DESIGNING OF ANTI-CANCEROUS HISTONE DEACETYLASE INHIBITORS THROUGH MIMICKING OF PROTEIN-PROTEIN INTERFACES

Authors

  • K. Rajaganapathy Department of Pharmacy, Annamalai University, Annamalai Nagar 608002
  • R. Sathiyasundar Department of Pharmacy, Annamalai University, Annamalai Nagar 608002
  • G. Ramesh Kumar Department of Bioinformatics, AU-KBC Research Center, MIT, Anna University, Chromepet, Chennai 600044
  • V. K. Kalaichelvan Department of Pharmacy, Annamalai University, Annamalai Nagar 608002

Keywords:

HDAC, SIN3-NcoR, Docking and protein-protein interfaces

Abstract

Objective: The objective of the study was to come up with of the small molecular modulators that inhibit protein – protein interfaces or interaction site in HDAC complexes. The main focus is on the mimicking or forming of tiny molecule wherever by inhibiting the protein-protein interactions in specifically HDAC protein complexes. 

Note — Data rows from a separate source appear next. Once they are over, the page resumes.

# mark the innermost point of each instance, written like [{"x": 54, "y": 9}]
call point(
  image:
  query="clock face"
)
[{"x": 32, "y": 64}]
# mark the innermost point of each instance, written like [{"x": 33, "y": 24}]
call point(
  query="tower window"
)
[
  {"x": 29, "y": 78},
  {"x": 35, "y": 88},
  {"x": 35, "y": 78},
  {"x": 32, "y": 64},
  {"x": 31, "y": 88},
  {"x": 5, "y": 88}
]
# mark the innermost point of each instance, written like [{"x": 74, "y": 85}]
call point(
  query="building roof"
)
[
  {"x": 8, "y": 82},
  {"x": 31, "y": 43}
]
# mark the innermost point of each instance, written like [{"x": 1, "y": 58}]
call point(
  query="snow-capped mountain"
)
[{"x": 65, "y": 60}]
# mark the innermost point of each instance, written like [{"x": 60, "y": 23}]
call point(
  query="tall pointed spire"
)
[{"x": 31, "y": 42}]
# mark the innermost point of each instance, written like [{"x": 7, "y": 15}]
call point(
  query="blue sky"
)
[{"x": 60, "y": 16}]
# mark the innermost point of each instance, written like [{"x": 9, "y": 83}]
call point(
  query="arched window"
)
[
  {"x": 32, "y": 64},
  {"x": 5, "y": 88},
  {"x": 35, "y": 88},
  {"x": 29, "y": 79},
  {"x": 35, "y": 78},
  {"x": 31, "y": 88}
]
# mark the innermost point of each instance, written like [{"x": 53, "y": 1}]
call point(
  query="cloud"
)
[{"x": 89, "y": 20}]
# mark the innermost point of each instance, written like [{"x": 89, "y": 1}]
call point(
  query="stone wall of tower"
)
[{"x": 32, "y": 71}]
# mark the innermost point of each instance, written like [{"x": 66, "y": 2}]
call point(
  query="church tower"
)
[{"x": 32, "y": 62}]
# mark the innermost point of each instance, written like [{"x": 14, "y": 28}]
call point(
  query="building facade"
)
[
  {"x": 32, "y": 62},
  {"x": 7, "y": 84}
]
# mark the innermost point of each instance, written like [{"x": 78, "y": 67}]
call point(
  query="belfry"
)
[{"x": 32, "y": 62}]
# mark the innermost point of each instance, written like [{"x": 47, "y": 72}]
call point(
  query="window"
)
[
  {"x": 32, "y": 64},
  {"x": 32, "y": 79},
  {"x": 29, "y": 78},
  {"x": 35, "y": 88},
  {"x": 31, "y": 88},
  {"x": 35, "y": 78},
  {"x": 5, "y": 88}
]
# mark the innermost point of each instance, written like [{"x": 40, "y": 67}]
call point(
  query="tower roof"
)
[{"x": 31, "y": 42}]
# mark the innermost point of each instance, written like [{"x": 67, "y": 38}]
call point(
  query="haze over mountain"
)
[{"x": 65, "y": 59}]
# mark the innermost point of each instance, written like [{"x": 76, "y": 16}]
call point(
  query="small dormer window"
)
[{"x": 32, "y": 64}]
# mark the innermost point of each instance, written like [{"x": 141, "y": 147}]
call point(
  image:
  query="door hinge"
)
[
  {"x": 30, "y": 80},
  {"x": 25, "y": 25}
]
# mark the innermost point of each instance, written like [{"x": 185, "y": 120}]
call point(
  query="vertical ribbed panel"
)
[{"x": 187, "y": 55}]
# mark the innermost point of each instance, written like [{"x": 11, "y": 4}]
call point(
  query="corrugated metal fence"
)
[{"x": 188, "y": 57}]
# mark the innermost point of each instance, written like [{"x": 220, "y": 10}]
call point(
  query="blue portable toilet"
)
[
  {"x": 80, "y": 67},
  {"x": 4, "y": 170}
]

Methods: By mimicking of the interface of the protein interaction site like SIN3A-SMRT complex as well as SIN3A-NcoR complexes.

Results: Totally 10 molecular structures were designed through molecular docking with HDAC2 PDB Id 3MAX and were downloaded from protein data bank.

Conclusion: The results clearly indicate that before synthesis and biochemical testing of new lead and its analogs; one can use molecular modeling based methods for qualitative assessment.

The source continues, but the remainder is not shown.